The text analysis system according to claim 3,
The abstraction unit replaces the item name included in the data of the designated column with the data of the item name in the row and concretizes the text analysis system.

The text analysis system according to claim 1,
The aggregation unit is
Compare the data in each specified column with the data in other rows of the specified column,
A text analysis system that aggregates rows with similar data when the similarity of the data is greater than a predetermined threshold.

A text analysis method executed by a computer,
The computer includes a processor that executes a program, and a storage device that is accessed by the processor.
The text information analyzed by the computer includes a plurality of item names and a plurality of line data including character or numerical data corresponding to the item names,
The text analysis method includes:
The processor, for each row, using the data of the other column to abstract the data of the designated column;
The processor includes a language processing step of extracting a keyword from the abstracted data;
The processor includes an aggregation step of aggregating rows with similar data according to the similarity of keywords in the designated column;
The processor includes a totaling step for calculating a representative value of data of a target row for statistical processing,
A text analysis method comprising: an instantiation step of generating an instantiation processing result obtained by replacing the data in the designated column with data in another column of the row.

The text analysis method according to claim 6, comprising:
The processor includes an extraction step of extracting a predetermined number of data from the materialization process result in ascending or descending order of the representative value for the index input by the user and presenting the result to the user. Method.

The text analysis method according to claim 6, comprising:
In the abstraction step,
The processor compares the data in each designated column with the data in the other columns of the row,
The text analysis method, wherein the processor abstracts the data of the designated column by replacing words in the data of the designated column with item names of columns having the same word in the same row.

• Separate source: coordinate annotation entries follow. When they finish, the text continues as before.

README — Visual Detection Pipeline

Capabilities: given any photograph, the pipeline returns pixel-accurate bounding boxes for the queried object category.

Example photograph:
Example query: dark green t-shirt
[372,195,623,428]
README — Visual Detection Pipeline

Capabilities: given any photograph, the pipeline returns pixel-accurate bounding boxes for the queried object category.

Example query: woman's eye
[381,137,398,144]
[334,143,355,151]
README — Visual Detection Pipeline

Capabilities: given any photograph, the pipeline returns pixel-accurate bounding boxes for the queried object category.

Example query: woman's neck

The text analysis method according to claim 8, comprising:
In the abstraction step, the processor is configured to replace the item name included in the data of the designated column with the data of the item name in the row and to make it concrete.

The text analysis method according to claim 6, comprising:
In the aggregation step,
The processor compares the data of each designated column with the data of other rows of the designated column,
The text analysis method according to claim 1, wherein when the similarity of data is greater than a predetermined threshold, the processor aggregates lines having similar data.